Through his binoculars, Garrett Sisk spots the bright yellow feathers of a small American goldfinch. The handsome bird’s warbles echo through the leaves. Sisk takes a single, silent step through the foliage for a better glimpse of its golden hues. A quick click of a camera, a rustle in the leaves, a change in the wind—and the luminous bird, no bigger than a mouse, flutters away.
It’s early morning in Frick Park, a thick, urban forest just east of the Pittsburgh campus, and Sisk is with about a dozen others. They all have binoculars in hand as they look up in the trees, waiting to hear chirping sounds. These students are part of Pitt’s Birding and Ornithology Club, which prides itself on keeping bird-watching relevant.
Sisk, a senior environmental engineering major, is president of the club. He glories in bird-watching and sharing his passion with others. He says stepping into the woods and discovering feathered delights is a great escape from his busy college life.

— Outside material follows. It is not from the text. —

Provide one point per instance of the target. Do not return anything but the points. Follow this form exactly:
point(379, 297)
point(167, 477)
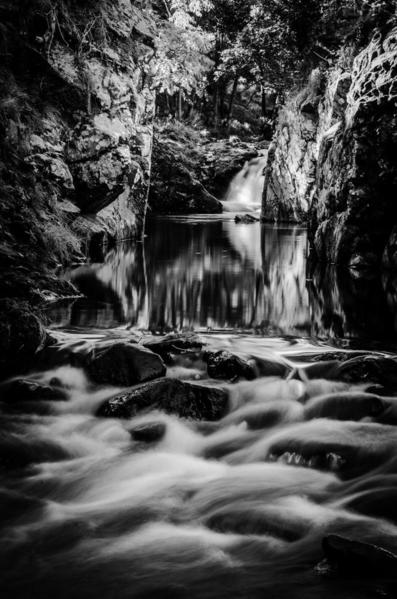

His journey to being the resident “bird guy” started when he was 10, when his grandmother gave him his first bird feeder. Sisk says he constantly watched through the window of his home near Virginia Beach, Virginia, and waited for visiting birds to feed. He remembers when he first sighted a goldfinch at the feeder and became “hooked.”
“I just thought it was so cool and beautiful, and I wanted to keep seeing more and more birds, so I eventually went out and got binoculars, a camera and a bird guidebook. It’s become a passion,” he says.
When Sisk first got to campus in 2019, he says the bird-watching club wasn’t very active. Four years later, he’s transformed it into a thriving community of nature lovers, student conservationists and, of course, bird-watchers. The club now hosts monthly outings to popular bird-watching sites around Pittsburgh, including Frick Park, Schenley Park and the National Aviary.
Many club members immerse themselves in the hobby through photography and art. The club’s Instagram features a collection of photographs taken by members who have sighted some of Pittsburgh’s native birds, such as the Carolina wren.
Hannah Jones, a senior studio arts major and the club’s vice president, is one such student.
She captures her bird-watching experiences through art, using mixed media to create intricate portraits of the birds she’s seen during club outings. She’s found it to be both therapeutic and a way to better connect with the world.
“Once you start learning your birds and being able to identify them, the world becomes a lot more rich and detailed,” she says.
This story was published in the Fall 2022 issue of Pitt Magazine. It was published on October 5, 2022.